= Zoran Radojičić (Serbian politician, born 1975) =

Serbian politician

Zoran Radojičić (Зоран Радојичић; born 1975) is a politician in Serbia. He was a member of the National Assembly of Serbia from 2016 to 2020, initially as a member of the right-wing Dveri party and subsequently as an independent.

==Early life and career==
Radojičić was born in the Belgrade municipality of Obrenovac, in what was then the Socialist Republic of Serbia in the Socialist Federal Republic of Yugoslavia. He continues to reside in the municipality and works as a mechanical technician in private life.

==Politician==
Prior to his expulsion, Radojičić was a member of Dveri's presidency and represented the party at international events. He was an international observer for the controversial 2014 referendum on the status of Crimea, which he described as well-organized and free of coercion. He took part in a Dveri delegation to the disputed Republic of Crimea the following year; Ukraine, which considers Crimea to be under its jurisdiction, responded by initiating criminal proceedings against Radojičić and the other delegates.

Radojičić received the eighth position on Dveri's electoral list in the 2012 Serbian parliamentary election. The list did not cross the electoral threshold to win representation in the assembly. He received the ninth position on a combined Dveri–Democratic Party of Serbia list in the 2016 election and was elected when the list won thirteen mandates.

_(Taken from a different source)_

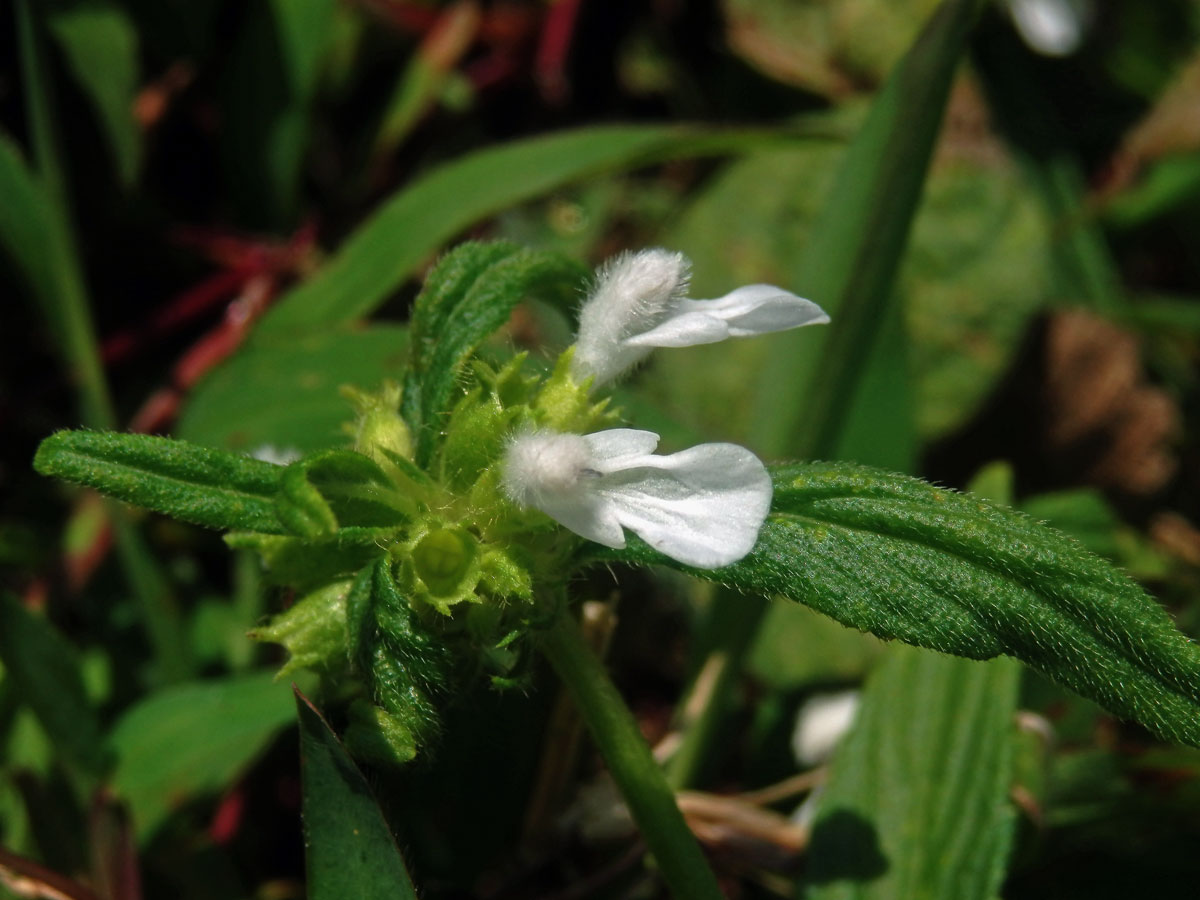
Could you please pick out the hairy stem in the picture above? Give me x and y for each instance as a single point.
(639, 777)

The election was won by the Serbian Progressive Party and its allies, and the Dveri members served in opposition.

During his time in parliament, Radojičić was a member of the defence and internal affairs committee; a deputy member of the committee on Kosovo and Metohija and the committee on spatial planning, transport, infrastructure, and telecommunications; a deputy member of a working group "for the collection of facts and evidence for the investigation of crimes committed against Serbs and other national communities" in Kosovo and Metohija; a member of Serbia's delegation to the Parliamentary Assembly of the Collective Security Treaty Organization (where Serbia has observer status); and a member of the parliamentary friendship groups with Belarus and Russia.

Radojičić was expelled from Dveri in early April 2019, on the charge that he had violated its policies by operating within a faction to take over the party. He was noted as a prominent ally of Srđan Nogo, who was also expelled from the party at around the same time.

Nogo and Radojičić both participated in the 2020 COVID-19 protests and riots in Serbia; these occurred against the backdrop of the 2020 parliamentary election, of which they supported a boycott. On 3 August 2020, when the new members of the Serbian Parliament were being sworn in,
Nogo and Radojičić (who no longer had parliamentary immunity) were arrested and charged with inciting sedition under article 309 of the Criminal Code of Serbia.